Un approccio alla scienza, di confronto dialogante e di non sovrapposizione tra differenti tipi di interpretazione della realtà, riaffermato ad esempio anche nel 1950 da Papa Pio XII nell’Enciclica Humanii Generis: in cui parlando proprio delle teorie evolutive, il pontefice affermava: «Il Magistero della Chiesa non proibisce che in conformità dell’attuale stato delle scienze e della teologia, sia oggetto di ricerche e discussioni, da parte dei competenti in tutti e due i campi, la dottrina dell’evoluzionismo, in quanto cioè essa fa ricerche sull’origine del corpo umano, che proverrebbe da materia organica preesistente (la fede cattolica ci obbliga a ritenere che le anime sono state create immediatamente da Dio). Però questo deve essere fatto in tale modo che le ragioni delle due opinioni, cioè di quella favorevole e di quella contraria all’evoluzionismo, siano ponderate e giudicate con la necessaria serietà, moderazione e misura.»
Altra questione, è il problema della confusione del piano scientifico con quello teologico o filosofico, confusione effettuata però da Rovelli nella seconda parte della sua affermazione: quando Papa Francesco afferma che “che il Big Bang esige l’intervento di un creatore divino”, non fa una affermazione scientifica, ma teologica e filosofica, propone una spiegazione a ciò che la scienza ancora non può, forse non potrà mai, spiegare. Ovvero perché noi e l’Universo esistiamo, e perché esistiamo in questi modi.
Altro punto da considerare, l’idea di Rovelli che “Scienza e fede devono restare separate”. Papa Francesco, come già Papa Benedetto XVI e i loro predecessori, non ha effettuato una “invasione di campo” intellettuale o culturale. Ha solo dichiarato e mostrato la ragionevolezza della fede e la sua compatibilità filosofica e teologica con l’idea di un Universo derivato dal Big Bang, e con le ipotesi di evoluzione e sviluppo dei viventi.
Ulteriore punto dell’intervista di Rovelli, che possiamo considerare criticamente, è l’affermazione per cui sarebbe “una sciocchezza che la Chiesa leghi se stessa a una teoria scientifica” come quelle del Big Bang o dell’evoluzione, perché “Potrebbe essere smentita il giorno dopo”. In realtà la Chiesa, e nello specifico Papa Francesco, non si appropriano intellettualmente di una teoria, non si legano ad essa: si limitano ad affermarne la compatibilità con la fede, con il Magistero, con una interpretazione non letterale delle Sacre Scritture. Nel caso in cui domani cambiassero le teorie scientifiche, la Chiesa si limiterebbe a considerarle, studiarle, e valutarne l’eventuale compatibilità con la teologia, e l’eventuale necessità di adeguare l’attuale teologia, e l’interpretazione delle scritture, alle nuove scoperte o formulazioni teoriche.

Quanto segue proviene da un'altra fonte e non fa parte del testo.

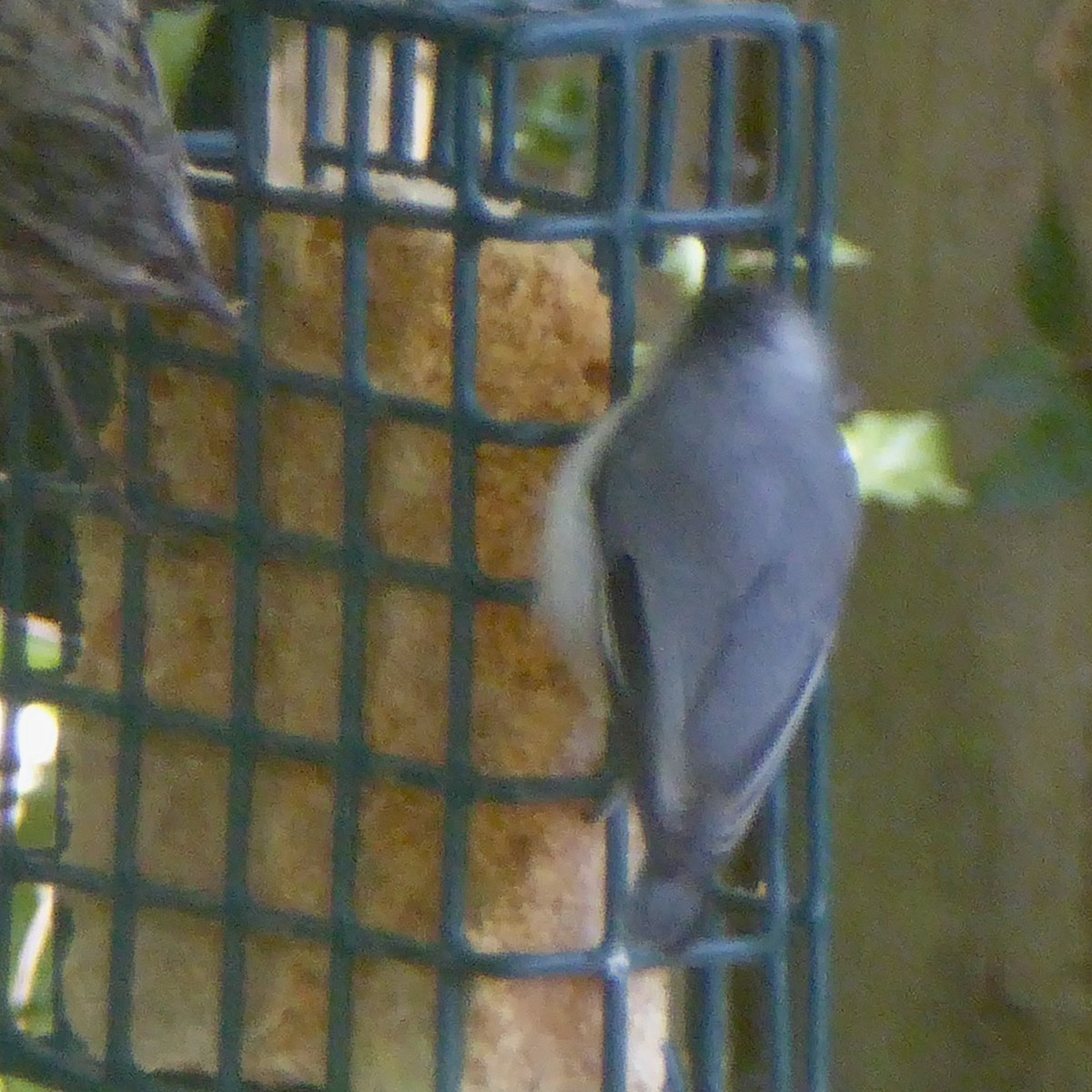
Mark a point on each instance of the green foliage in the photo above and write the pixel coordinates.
(1049, 278)
(902, 459)
(175, 41)
(557, 123)
(1040, 391)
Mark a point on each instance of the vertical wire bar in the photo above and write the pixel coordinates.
(403, 98)
(823, 44)
(441, 142)
(451, 984)
(660, 143)
(316, 86)
(352, 742)
(620, 93)
(130, 737)
(787, 49)
(707, 999)
(502, 143)
(12, 665)
(780, 1016)
(817, 900)
(252, 39)
(721, 147)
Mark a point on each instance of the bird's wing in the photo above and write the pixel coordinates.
(720, 622)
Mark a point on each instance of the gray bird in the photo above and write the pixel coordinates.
(94, 203)
(697, 545)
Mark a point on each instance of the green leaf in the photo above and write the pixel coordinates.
(558, 121)
(43, 643)
(175, 41)
(902, 459)
(1049, 277)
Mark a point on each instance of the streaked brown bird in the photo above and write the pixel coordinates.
(96, 210)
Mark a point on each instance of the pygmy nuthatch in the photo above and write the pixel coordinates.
(697, 546)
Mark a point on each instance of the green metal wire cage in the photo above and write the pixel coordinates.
(234, 896)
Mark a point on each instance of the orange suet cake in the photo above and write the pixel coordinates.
(535, 872)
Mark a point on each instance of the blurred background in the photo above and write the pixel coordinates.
(961, 748)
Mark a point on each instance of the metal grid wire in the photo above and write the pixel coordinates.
(627, 214)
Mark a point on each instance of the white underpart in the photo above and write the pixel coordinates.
(571, 567)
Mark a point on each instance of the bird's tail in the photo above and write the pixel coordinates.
(665, 912)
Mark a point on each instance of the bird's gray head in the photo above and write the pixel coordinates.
(768, 330)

Analoghe considerazioni possiamo avanzare quando Rovelli afferma che “l‘idea di Lemaitre era che fosse un errore cercare di mescolare i due piani”; potremmo qui ricordare Stephen Jay Gould e il suo concetto di Non-overlapping magisteria: scienza e fede sono due domini distinti di conoscenza e interpretazione della realtà, che non si sovrappongono. Nel discorso di Papa Francesco non c’è certamente confusione di piani interpretativi, quello scientifico e quello teologico; anzi il pontefice, rivolgendosi agli studiosi che stavano “affrontando il tema altamente complesso dell’evoluzione del concetto di natura”, afferma chiaramente: “Non entrerò affatto, lo capite bene, nella complessità scientifica di questa importante e decisiva questione. Voglio solo sottolineare che Dio e Cristo camminano con noi e sono presenti anche nella natura, come ha affermato l’apostolo Paolo nel discorso all’Areopago: «In Dio infatti viviamo, ci muoviamo ed esistiamo» (At 17,28)”. Offre quindi una chiave interpretativa delle Scritture, alla luce delle attuali teorie e scoperte sull’evoluzione, non una interpretazione delle teorie evolutive in base al testo della Genesi.